Kata lagu, .. there can be miracle when you believe. Dan saya adalah satu diantara sekian banyak orang yang percaya pada miracle alias keajaiban itu. Apalagi saat ini, ketika rasa-rasanya saya dan delapan orang calon pahlawan yang akan saya tulis dalam catatan ini memang hanya memiliki kepercayaan akan keajaiban sebagai amunisi terakhir menanti detik-detik tanggal delapan belas nopember dua ribu tiga belas.
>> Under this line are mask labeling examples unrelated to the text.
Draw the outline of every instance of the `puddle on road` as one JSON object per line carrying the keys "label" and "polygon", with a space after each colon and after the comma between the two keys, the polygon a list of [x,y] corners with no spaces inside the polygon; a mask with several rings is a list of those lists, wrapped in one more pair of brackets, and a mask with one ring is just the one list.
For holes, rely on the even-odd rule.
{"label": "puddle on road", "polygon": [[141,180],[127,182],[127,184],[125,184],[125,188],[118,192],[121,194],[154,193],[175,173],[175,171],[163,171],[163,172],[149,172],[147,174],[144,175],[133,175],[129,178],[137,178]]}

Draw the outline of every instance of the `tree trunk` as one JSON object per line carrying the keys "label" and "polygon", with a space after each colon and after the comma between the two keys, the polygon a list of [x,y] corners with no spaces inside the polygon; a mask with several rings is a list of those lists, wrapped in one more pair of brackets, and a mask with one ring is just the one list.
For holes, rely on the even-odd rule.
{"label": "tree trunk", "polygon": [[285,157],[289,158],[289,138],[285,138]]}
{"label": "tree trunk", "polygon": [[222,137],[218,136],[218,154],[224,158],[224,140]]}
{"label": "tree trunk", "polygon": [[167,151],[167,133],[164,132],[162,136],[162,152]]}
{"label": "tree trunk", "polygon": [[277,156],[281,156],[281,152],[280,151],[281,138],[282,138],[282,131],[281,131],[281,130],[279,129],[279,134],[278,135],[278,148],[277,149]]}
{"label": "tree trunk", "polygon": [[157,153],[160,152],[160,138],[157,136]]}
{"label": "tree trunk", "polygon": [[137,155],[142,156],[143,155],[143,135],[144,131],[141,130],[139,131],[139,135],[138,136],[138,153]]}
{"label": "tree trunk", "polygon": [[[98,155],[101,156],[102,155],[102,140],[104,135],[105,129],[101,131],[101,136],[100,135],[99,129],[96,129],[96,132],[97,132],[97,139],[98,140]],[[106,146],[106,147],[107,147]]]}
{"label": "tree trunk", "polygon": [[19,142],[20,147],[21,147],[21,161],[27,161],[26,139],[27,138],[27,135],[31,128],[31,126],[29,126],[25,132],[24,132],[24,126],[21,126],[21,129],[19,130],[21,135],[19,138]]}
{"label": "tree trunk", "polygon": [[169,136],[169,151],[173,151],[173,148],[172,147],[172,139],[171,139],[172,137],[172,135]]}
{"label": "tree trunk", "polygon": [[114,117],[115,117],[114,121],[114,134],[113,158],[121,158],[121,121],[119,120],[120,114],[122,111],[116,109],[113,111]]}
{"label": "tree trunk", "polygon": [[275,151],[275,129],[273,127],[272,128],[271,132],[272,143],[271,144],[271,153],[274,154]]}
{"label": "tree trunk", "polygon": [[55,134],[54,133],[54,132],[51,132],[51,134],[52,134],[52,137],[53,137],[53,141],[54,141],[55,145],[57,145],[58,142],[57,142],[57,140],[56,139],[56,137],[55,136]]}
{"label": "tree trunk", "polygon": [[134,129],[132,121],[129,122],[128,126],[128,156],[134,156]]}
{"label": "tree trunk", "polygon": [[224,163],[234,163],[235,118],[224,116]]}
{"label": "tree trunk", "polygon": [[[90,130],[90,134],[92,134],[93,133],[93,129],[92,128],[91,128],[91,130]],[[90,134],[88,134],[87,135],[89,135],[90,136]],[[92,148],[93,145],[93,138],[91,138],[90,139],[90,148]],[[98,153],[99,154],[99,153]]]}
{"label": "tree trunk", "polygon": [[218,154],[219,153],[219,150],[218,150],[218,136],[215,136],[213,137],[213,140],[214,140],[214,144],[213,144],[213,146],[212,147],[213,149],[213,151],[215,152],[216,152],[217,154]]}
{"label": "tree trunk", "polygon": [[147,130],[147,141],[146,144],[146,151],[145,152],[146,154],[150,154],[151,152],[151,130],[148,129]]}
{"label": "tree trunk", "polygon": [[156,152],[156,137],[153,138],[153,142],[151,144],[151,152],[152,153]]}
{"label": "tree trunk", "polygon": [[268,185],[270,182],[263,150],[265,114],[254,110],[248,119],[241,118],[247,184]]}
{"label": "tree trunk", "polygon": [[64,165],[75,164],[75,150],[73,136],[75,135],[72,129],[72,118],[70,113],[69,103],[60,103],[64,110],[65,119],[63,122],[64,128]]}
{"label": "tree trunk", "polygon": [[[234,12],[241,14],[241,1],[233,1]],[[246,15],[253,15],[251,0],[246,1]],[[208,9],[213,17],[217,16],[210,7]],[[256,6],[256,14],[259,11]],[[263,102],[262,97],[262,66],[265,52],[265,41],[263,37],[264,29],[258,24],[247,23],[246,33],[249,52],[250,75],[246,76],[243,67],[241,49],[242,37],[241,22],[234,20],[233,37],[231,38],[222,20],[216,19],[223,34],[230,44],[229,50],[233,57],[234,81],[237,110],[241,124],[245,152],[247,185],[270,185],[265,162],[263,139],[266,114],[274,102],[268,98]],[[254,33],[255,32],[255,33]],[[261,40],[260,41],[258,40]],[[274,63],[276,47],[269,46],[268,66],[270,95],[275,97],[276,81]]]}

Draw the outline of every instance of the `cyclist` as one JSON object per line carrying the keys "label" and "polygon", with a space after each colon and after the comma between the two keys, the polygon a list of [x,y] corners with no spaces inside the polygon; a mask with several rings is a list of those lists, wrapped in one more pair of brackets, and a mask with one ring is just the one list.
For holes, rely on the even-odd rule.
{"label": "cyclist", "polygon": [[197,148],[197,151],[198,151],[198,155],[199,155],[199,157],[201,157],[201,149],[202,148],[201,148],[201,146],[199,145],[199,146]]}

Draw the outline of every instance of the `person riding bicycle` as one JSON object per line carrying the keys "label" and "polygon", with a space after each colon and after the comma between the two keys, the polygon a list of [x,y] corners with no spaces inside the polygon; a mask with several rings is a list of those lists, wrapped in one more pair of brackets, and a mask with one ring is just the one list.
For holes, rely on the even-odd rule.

Ini adalah kisah tentang delapan orang calon pahlawan dari sebuah kampung kecil di kota minyak kaya raya yang selalu saya banggakan, Bojonegoro. Jika dalam dua puluh empat jam setelah ini mereka mendapat keajaiban, maka mereka akan benar-benar menjadi pahlawan. Dan sebaliknya, jika dalam dua puluh empat jam mendatang mereka tidak mendapat keajaiban yang ditunggu-tunggu, mereka akan tetap menjadi para calon pahlawan. Atau lebih tepatnya, calon pahlawan yang tidak sempat turun ke medan laga dan harus mati bunuh diri.

Ah, tidak usah berbelit-belit. Kita mulai saja kisah mereka ya? Jangan membayangkan saya sedang ingin menulis cerita kepahlawanan hanya karena ini bulan Nopember, jangan pula membayangkan saya sedang menulis cerita fiksi. Karena selain saya tak pandai menulis fiksi, saya memang sedang ingin menghadirkan tulisan yang amat serius, faktual dan sangat butuh solusi dari pembaca sekalian.

Delapan orang yang saya sebut ‘calon pahlawan’ itu adalah delapan siswa SMK Negeri 1 Margomulyo. Delapan siswa yang menggambarkan dengan sempurna bagaimana semangat para siswa dari sekolah yang baru berdiri kurang dari dua tahun itu. Merekalah yang membuat saya bangga, miris, geram dan marah dalam satu waktu, meski saya tak mengenal masing-masing mereka secara personal. Beberapa minggu yang lalu, mereka dengan segenap keterbatasan yang melekat, dengan label bocah ndeso yang seakan menempel di jidat masing-masing, dengan semangat dan ide cemerlang, mengikuti sebuah lomba riset tingkat nasional. Institut Pertanian Bogor pelaksananya. Peserta yang lolos seleksi akan mengikuti sebuah event keren berskala nasional: Kemah Riset Nasional 2013.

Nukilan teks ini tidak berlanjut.